Shi, thanks for your observations. My friend Patti had a blind pigeon who also tossed her head and needed to be hand fed because she scattered the seeds otherwise and didn't get enough. It does look something like that...


----------



## pdpbison (Mar 15, 2005)

amoonswirl said:


> Update on the poops - he just passed one that looks completely normal.
> But before, yes - "snakes" with no urates, just clear liquid. I'll keep an eye on that. Maybe improper diet was the cause?
> 
> I'll check the wing spread shortly. Just transferred him to a new room because I'm afraid the tossed seeds from his cage might possibly get into the dove aviary which would be awful.
> ...


'Classic' PPMV poops are opaque/clear watery syrup around broken 'snakes'...

I have had manyPPMV presumed PIgeons though who made picture-perfect poops and nice white urates.


Time will tell...


Yes, best quarenteen so no tossed seeds or tossed poop fragments can get on shoes or into other cages...wash hands well after handling...


What does the new poop urate look like?

He might have taken on a lot of Water of course, earlier, and is still flushing out his system...


----------



## Feefo (Feb 8, 2002)

In pigeons with PPMV the small hard "worm" shaped dropping lying in a pool of urine is the result of constipation and kidney damage (only sometimes permanent) caused by the virus.

This is a pigeon with PPMV *seed tossing*

The chance of a pigeon in another enclosure being infected by the airborne virus are fortunately extremely low. When I have had to isolate a pigeon with PPMV but am forced to keep them in close proximity to another pigeon I place the cages so that they face opposite ways and with a barrier between them.


----------



## amoonswirl (Nov 14, 2006)

Feefo said:


> In pigeons with PPMV the small hard "worm" shaped dropping lying in a pool of urine is the result of constipation and kidney damage (only sometimes permanent) caused by the virus.
> 
> This is a pigeon with PPMV *seed tossing*
> 
> The chance of a pigeon in another enclosure being infected by the airborne virus are fortunately extremely low. When I have had to isolate a pigeon with PPMV but am forced to keep them in close proximity to another pigeon I place the cages so that they face opposite ways and with a barrier between them.


The bird in the video is exactly what the "seed tossing" looks like with my patient. He's able to get some seeds into his beak, but then has a spasm and they fly everywhere.

So...this evening we went to dinner with a friend and when I returned to check on this bird...it was asleep *upside down* with legs in the air and head sideways on the floor of the cage. I *really* thought it was dead this time, but no...just fast asleep...

I am very troubled by this.
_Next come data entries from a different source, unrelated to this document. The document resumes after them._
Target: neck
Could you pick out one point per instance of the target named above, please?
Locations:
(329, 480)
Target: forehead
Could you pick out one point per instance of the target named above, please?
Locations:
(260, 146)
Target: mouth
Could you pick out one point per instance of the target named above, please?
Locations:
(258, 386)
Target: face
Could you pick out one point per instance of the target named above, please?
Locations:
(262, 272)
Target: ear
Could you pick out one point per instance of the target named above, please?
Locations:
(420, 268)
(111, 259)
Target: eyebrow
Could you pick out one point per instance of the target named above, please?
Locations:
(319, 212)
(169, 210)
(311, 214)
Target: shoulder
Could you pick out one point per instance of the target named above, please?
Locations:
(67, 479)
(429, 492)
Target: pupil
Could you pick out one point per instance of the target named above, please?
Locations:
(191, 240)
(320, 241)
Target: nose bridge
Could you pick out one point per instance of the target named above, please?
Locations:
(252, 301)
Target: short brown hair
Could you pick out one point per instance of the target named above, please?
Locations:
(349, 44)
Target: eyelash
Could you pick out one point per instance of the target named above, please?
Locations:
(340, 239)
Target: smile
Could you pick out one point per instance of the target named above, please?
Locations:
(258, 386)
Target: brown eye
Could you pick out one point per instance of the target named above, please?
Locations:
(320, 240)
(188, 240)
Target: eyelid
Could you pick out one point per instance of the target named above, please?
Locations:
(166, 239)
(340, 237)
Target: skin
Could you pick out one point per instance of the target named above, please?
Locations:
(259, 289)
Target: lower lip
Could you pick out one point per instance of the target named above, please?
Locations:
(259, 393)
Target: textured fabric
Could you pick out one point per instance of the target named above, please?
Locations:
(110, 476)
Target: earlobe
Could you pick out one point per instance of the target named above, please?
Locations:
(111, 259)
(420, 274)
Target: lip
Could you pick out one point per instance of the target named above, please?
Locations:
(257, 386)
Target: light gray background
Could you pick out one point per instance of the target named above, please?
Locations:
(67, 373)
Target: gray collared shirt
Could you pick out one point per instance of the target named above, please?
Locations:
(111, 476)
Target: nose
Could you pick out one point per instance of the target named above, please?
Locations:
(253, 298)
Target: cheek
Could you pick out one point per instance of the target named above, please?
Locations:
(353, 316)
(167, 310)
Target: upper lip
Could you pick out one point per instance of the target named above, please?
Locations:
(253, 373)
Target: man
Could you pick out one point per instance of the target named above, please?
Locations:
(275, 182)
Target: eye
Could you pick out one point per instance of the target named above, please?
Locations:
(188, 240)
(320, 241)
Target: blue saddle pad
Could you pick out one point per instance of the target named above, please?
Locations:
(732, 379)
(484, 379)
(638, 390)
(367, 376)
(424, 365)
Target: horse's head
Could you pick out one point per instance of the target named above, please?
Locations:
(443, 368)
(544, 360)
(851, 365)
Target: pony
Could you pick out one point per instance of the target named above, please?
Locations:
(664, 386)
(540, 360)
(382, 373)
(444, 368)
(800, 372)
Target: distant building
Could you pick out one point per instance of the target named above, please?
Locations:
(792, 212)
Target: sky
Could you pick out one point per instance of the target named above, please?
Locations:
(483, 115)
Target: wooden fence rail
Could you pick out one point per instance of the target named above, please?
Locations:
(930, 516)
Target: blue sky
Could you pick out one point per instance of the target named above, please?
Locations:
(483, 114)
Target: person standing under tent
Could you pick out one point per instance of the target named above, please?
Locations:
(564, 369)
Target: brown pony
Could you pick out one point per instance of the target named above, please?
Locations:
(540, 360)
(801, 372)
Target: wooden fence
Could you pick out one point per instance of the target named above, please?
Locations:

Has anyone seen a bird that sleeps upside down on it's back?


----------



## pdpbison (Mar 15, 2005)

I have one presently who sleeps on his back with his Legs sticking stright up in the Air.


Mine has Leg problems of unknown origin...Poops are picture perfect, back injury maybe.

You can arrange some rolled soft cloths set into a 'V', and lay him down that way, on his Back, so his upper Body is at least elevated.

Anyway, make sure with yours, that you only allow Water drinking under supervision.

Steadying his head with your cupped Hand ( him on a Towel on your Lap as you sit ) for him to eat...should work fine for him being able to eat enough.


----------



## amoonswirl (Nov 14, 2006)

pdpbison said:


> I have one presently who sleeps on his back with his Legs sticking stright up in the Air.


Ok, so at least there are other birds who do this. The way this bird sleeps - Either on it's back or on it's side, head down, looking so still - I've thought it to be dead several times now. I'll never get used to it, lol.


----------



## John_D (Jan 24, 2002)

amoonswirl said:


> So...this evening we went to dinner with a friend and when I returned to check on this bird...it was asleep *upside down* with legs in the air and head sideways on the floor of the cage. I *really* thought it was dead this time, but no...just fast asleep...
> 
> I am very troubled by this. Has anyone seen a bird that sleeps upside down on it's back?


A bird with lame wing(s) often cannot right itself if it falls right over, so needs to be put back into proper position. If I had one who does that, I'd certainly provide a 'donut' with towelling, or similar, and put him as he should be. Hopefully it will be a temporary problem.

John


----------



## pdpbison (Mar 15, 2005)

I have never seen a Wing effected by PPMV.


I would guess the Wing and Leg issue are from injury.

They will sometimes insist to hold an injured Wing with as little movement as possible.


Double check the Wing Bones and Joints for swelling or contusion...and stablize the Wing if necessary.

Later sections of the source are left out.